Dollar, Yen Rise as Stock Markets Extend Drop in Asian Trade
Key Overnight Developments
The Euro and the British Pound slid 0.1 and 0.3 percent respectively against the US Dollar as Asian stock exchanges followed Wall St lower, boosting safety demand for the greenback. We remain short EURUSD at 1.4881.
Asia Session Highlights
Australian Consumer Confidence dropped 7 percent in May – the most in 19 months – according to a report from the Westpac Banking Corp amid a sharp deterioration in survey respondents’ medium- and long-term outlook for economic growth. Westpac chief economist Bill Evans chalked up the outcome to the central bank’s interest rate hikes and the “re-emergence of global economic nervousness,” a reference to the EU sovereign debt crisis.
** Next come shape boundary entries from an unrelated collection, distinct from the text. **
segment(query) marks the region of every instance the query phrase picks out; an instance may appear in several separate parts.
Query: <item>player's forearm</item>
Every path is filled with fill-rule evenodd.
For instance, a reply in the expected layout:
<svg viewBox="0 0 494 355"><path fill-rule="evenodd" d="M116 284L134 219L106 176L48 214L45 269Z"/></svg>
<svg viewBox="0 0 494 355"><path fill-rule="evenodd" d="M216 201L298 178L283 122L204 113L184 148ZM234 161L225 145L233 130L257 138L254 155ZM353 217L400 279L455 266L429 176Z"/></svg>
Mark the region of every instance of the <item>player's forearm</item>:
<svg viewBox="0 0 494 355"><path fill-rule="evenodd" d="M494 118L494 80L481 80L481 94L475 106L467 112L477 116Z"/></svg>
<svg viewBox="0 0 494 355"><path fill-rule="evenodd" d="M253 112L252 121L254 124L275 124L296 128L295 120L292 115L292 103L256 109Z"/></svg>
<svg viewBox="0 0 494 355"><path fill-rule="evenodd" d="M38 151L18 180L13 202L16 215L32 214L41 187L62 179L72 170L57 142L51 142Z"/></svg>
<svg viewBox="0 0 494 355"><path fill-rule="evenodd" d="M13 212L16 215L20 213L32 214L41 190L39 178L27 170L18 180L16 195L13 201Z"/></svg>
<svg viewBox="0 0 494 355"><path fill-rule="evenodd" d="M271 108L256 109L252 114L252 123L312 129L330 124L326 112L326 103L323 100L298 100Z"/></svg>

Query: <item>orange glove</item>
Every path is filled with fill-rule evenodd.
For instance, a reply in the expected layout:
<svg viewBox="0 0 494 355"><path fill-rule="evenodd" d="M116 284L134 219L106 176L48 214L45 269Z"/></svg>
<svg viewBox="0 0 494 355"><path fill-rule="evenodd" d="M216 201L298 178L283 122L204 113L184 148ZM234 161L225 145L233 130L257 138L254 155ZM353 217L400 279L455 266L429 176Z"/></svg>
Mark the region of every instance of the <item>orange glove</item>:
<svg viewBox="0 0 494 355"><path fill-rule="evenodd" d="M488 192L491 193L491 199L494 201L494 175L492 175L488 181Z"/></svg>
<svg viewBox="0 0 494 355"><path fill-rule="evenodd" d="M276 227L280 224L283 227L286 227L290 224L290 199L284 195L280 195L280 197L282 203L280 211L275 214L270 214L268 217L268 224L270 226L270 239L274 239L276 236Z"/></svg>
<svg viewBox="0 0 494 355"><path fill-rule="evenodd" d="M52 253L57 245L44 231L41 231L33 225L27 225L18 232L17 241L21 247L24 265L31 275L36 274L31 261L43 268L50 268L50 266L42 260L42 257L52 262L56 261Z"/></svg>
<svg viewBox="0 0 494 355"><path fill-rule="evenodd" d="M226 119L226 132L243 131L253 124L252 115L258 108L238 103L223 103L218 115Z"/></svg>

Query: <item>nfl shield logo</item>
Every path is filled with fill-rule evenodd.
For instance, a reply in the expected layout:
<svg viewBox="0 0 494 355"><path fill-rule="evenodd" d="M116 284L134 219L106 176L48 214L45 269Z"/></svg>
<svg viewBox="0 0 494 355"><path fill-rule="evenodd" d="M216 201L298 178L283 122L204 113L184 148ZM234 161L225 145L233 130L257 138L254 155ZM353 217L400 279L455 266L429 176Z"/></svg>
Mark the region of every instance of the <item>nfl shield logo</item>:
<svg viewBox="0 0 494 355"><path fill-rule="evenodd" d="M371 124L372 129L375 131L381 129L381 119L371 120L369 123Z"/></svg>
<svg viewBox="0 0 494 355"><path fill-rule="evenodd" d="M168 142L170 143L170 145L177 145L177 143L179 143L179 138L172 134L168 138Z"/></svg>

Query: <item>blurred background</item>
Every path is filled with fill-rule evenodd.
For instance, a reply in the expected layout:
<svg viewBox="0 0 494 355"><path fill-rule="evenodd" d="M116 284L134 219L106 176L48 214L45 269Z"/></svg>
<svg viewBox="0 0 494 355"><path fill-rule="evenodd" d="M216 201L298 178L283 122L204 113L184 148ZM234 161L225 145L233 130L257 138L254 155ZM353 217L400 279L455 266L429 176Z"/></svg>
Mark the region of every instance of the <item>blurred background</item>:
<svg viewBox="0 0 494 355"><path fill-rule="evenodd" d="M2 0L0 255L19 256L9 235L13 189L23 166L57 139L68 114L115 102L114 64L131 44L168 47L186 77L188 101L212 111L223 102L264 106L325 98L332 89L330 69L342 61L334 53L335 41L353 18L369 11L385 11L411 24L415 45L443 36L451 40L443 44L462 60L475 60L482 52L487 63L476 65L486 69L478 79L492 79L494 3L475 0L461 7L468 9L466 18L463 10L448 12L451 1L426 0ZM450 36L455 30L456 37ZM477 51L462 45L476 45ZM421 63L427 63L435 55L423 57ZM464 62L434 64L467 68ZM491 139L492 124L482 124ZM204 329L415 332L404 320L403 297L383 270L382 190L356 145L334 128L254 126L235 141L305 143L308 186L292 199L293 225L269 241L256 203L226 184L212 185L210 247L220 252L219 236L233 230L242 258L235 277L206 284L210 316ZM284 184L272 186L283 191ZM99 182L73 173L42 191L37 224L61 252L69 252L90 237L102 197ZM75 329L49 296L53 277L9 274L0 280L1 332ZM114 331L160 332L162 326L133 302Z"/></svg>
Australian Dollar dropped to the lowest level since September 2009 after the data crossed the wires amid expectations that the outcome would lead the Reserve Bank of Australia to scale back monetary tightening after adding 1.5 percent to benchmark borrowing costs since October of last year. Indeed, a Credit Suisse gauge of priced-in policy expectations showed traders pared down their 12-month rate hike outlook by a whopping 16bps from yesterday.
Euro Session: What to Expect
Minutes from the June policy meeting of the Bank of England headline the economic calendar in European hours. On balance, the outcome is unlikely to reveal much that has not already found its way into the exchange rate. Indeed, the near-term policy landscape was broadly revealed with last week’s publication of the Quarterly Inflation Report, with the bank again chalking up the recent upswing in inflation to temporary factors and arguing that currently policy will be sufficient to bring prices back toward the 2 percent target level over the medium term. The BOE also stressed the need to rein in public finances, but little on that front will be concrete until the new government announces an emergency budget in June. This puts monetary policy in neutral, with Governor Mervyn King alluding to as much just yesterday, saying the bank was “ready expand or reduce the extent of monetary stimulus as needed”.